“Taiwan is only about 3 percent Christian, so it’s hard to find good faculty who are also Christian.” And the Christian teachers the school does hire don’t understand how to live out their faith on campus, Wang said: “The trouble is that among the Christian teachers we are having a hard time encouraging them to exercise themselves as a testimony to Christ among colleagues and among students.”
Dr. Li Tien Wang’s Christian grammar school in Taiwan has a six-story slide that takes students from the classroom to the basketball court. But it doesn’t have a full staff of Christian teachers who understand how to integrate their faith with their classroom instruction.
Anxious to discover how Christian teachers in America live out their faith on campus, Wang traveled to the U.S. with his son, Andrew, to do a little learning of his own. Andrew turned down scholarships at two secular universities to attend Wheaton College, a Christian school in Wheaton, Ill. When Andrew started attending classes last month, so did his dad.
Since arriving at Wheaton, Wang has participated in a weeklong faculty wilderness trip, observed the faculty development day, experienced both the parents’ and students’ side of new student orientation and sat in on several classes.

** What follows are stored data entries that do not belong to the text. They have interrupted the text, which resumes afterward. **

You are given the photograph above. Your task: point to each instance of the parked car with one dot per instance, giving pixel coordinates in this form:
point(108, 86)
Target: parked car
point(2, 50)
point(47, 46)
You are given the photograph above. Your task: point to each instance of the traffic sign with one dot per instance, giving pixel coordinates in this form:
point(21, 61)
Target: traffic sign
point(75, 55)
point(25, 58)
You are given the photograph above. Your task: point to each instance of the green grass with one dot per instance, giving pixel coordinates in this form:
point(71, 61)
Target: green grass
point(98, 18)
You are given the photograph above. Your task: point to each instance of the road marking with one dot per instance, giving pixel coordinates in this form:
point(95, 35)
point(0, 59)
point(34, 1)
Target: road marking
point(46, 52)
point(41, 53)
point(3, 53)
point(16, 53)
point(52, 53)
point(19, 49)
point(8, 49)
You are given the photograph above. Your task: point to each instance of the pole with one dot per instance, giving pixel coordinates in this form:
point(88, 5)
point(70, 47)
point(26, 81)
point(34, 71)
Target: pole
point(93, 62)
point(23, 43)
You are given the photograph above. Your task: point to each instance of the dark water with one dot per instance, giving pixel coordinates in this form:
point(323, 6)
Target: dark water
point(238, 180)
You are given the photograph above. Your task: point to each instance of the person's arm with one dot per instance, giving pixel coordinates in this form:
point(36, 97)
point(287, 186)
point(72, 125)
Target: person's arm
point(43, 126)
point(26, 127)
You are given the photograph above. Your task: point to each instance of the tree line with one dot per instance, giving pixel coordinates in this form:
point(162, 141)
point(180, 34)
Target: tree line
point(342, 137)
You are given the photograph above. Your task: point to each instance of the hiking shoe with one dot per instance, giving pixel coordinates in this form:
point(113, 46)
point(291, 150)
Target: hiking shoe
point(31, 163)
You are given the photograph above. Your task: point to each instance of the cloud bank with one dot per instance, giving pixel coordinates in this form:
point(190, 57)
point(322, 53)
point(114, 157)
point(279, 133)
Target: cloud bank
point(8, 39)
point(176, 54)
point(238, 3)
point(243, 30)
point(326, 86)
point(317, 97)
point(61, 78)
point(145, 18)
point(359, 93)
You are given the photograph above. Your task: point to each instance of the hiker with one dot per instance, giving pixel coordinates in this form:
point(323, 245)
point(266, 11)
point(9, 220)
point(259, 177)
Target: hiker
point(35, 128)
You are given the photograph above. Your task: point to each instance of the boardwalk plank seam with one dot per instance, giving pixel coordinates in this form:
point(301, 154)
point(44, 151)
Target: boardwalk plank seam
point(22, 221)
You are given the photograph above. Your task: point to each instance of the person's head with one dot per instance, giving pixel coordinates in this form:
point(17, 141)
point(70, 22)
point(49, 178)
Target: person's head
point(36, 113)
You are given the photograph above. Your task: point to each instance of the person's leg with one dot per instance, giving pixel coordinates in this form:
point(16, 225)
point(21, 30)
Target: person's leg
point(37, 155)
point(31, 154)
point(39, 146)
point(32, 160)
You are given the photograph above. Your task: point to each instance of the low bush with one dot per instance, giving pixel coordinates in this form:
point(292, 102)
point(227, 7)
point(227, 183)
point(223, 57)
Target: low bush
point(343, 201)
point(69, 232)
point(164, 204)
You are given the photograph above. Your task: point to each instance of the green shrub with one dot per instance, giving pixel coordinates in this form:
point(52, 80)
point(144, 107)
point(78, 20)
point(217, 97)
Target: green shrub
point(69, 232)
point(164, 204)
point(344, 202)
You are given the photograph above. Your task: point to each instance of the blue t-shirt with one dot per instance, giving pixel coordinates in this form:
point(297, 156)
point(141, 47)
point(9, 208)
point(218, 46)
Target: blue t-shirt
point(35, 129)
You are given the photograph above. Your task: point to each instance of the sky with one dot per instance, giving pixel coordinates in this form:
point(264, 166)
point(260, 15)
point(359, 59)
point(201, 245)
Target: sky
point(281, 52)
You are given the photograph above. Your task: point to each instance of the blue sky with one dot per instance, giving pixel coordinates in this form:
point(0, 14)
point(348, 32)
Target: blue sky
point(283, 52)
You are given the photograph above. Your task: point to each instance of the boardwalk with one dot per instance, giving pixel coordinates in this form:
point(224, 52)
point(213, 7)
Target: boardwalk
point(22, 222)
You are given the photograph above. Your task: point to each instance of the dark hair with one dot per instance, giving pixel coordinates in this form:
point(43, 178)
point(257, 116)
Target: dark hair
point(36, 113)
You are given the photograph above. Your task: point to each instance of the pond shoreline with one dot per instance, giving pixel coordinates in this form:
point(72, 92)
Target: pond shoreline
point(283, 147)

During the last few weeks he has collected ideas to bring back to his fellow educators in Taiwan, he said.
Born in Taiwan in 1960, Wang left his homeland to pursue a master’s degree at Saint Joseph’s University in Pennsylvania and a doctorate degree at Stevens Institute of Technology in New Jersey. But eleven years ago, he returned to his homeland to see what he could do to improve its higher education, he said.
Wang serves as the director of the International College and the Chair of the Applied Computing Program at Ming Chuan University, where he teaches. Ming Chuan is the only college in Asia to have received American accreditation. Wang also serves as the vice chair of the Board of Trustees for the Taipei Kuei Shan School, a grammar and middle school founded by his mother, Hsiong Hui-Ying.
This school is the only one of its kind in Taiwan, offering a unique education rooted in biblical principles, Wang said. Though the prevailing practice in Taiwan is idol worship, Taipei Kuei Shan School is a national school under government authority. Because it seeks to be academically excellent, it receives greater freedom in preaching the Gospel, Wang said.
Despite the school’s dedication to its mission, teachers are hard to find, said Andrew, who grew up with the school, although he did not attend it himself: “It’s based on Christian standards and they try to hire as many Christian teachers as they can find. But that’s not always necessarily possible because Taiwan is only about 3 percent Christian, so it’s hard to find good faculty who are also Christian.”
And the Christian teachers the school does hire don’t understand how to live out their faith on campus, Wang said: “The trouble is that among the Christian teachers we are having a hard time encouraging them to exercise themselves as a testimony to Christ among colleagues and among students.”
Wang hopes to use what he’s learned at Wheaton to strengthen the Christian teachers at Taipei Kuei Shan. After that, he would like to carry the school’s model into China.
“We are a very tiny school of only 500 students, but we have a big heart for China,” he said. Wang sees Wheaton as the perfect breeding ground for professors to receive the training they need to be both academically and spiritually strong, he said.
Dr. Peter Walhout, chair of Wheaton’s Chemistry Department, roomed with Wang during the faculty wilderness trip. The Taiwanese professor’s presence on campus has been an encouragement, he said.
“To be reminded by Dr. Wang that this sort of Christian institution dedicated to academic excellence is truly rare, and something sought after by so many Christian educators and students around the world, is a real blessing for me: it boosts my morale and further motivates me to do the best job I can in my work with students and colleagues,” he said in an email.
While Wheaton does host visiting professors on a regular basis, they don’t typically come to observe the school for the specific purpose of developing higher Christian education in their homelands, Walhout said.
Wang will return to Asia on Sept. 17, but he hopes that his collaboration with Wheaton will continue, he said.
“Seeing is believing,” he said. “It was not until I sat in a couple of the classes with different teachers that I understood how Christian formation could be carried out on a day-to-day basis. You will realize that this Christian formation is not an idea. It is applicable – it can be carried out.”